You don't have to train the whole form. If you just train part of the form, repeat it over and over, you may get more out of your training.

- Post to the eyes.
- Kick to the groin.


----------



## MFC__2020 (Feb 15, 2021)

Thats true.  Thanks for the advice.  Is the video of Tai Chi?


----------



## Kung Fu Wang (Feb 15, 2021)

MFC__2020 said:


> Thats true.  Thanks for the advice.  Is the video of Tai Chi?


That's Chang Taiji "left/right separate leg" (1.47 - 1.52).


----------



## mograph (Feb 16, 2021)

Wu, through the Eddie Wu lineage, has a beginner form, and it's kind of a "stick figure" form. 

But in my experience, in _general_, teachers vary the way they teach beginners quite a bit. However, Chen is likely to be a bit more precise in its sets, with less variation. Yang might have the most variation, partly because it's the most common.

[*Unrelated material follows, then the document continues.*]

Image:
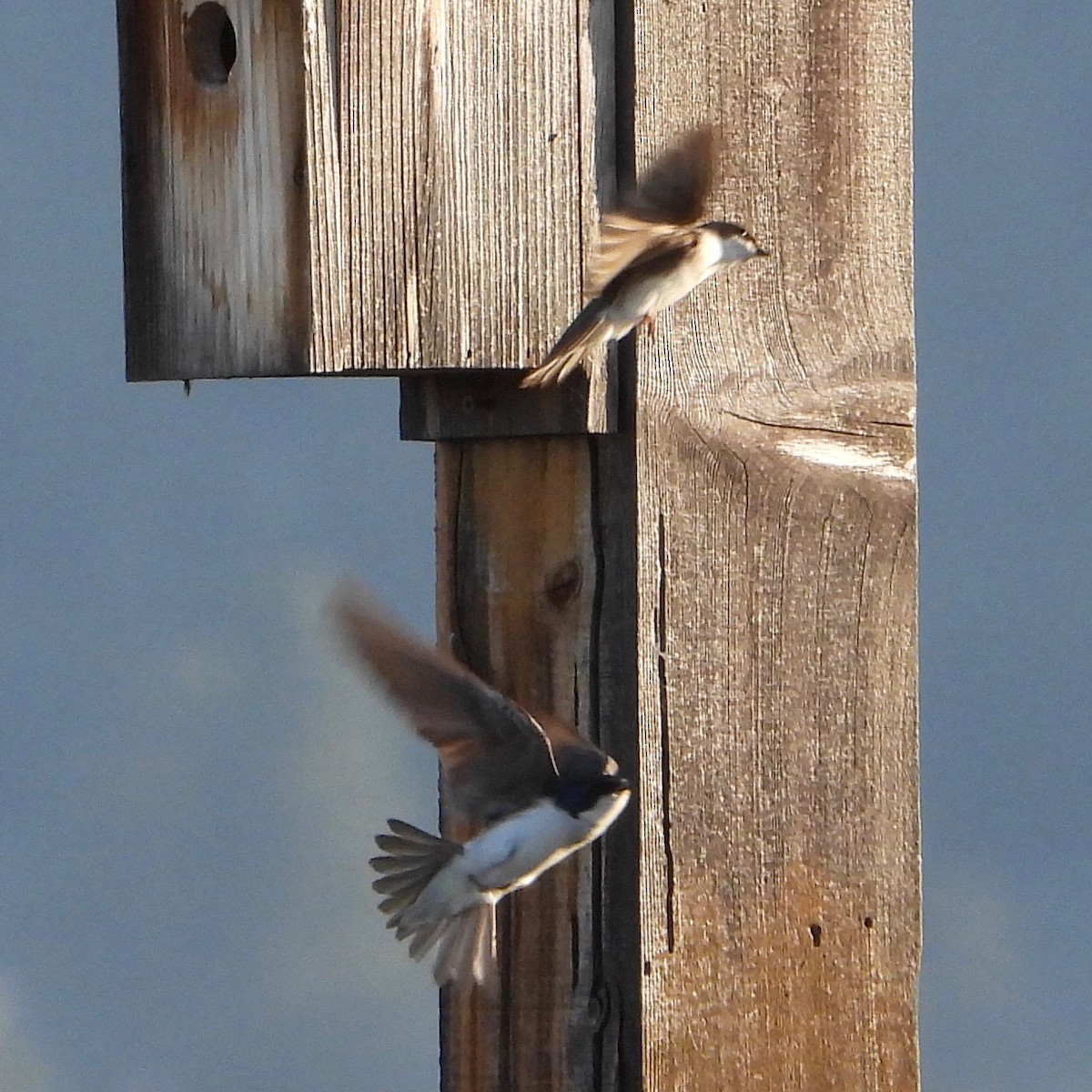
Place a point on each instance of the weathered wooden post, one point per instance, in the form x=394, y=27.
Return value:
x=722, y=589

The type and quality of Tai Chi we learn is extremely dependent on the teacher and organization. About the only thing that is (for the most part) consistent between teachers is that the movements they teach look sort of like slow motion Kung Fu. 

The inconsistency is vast, so the idea of "learning Tai Chi" has limited meaning.

As for videos, there are a ton of them out there, and also (it seems) just as many MartialTalk threads on how one should _*not*_ learn Tai Chi from a video.


----------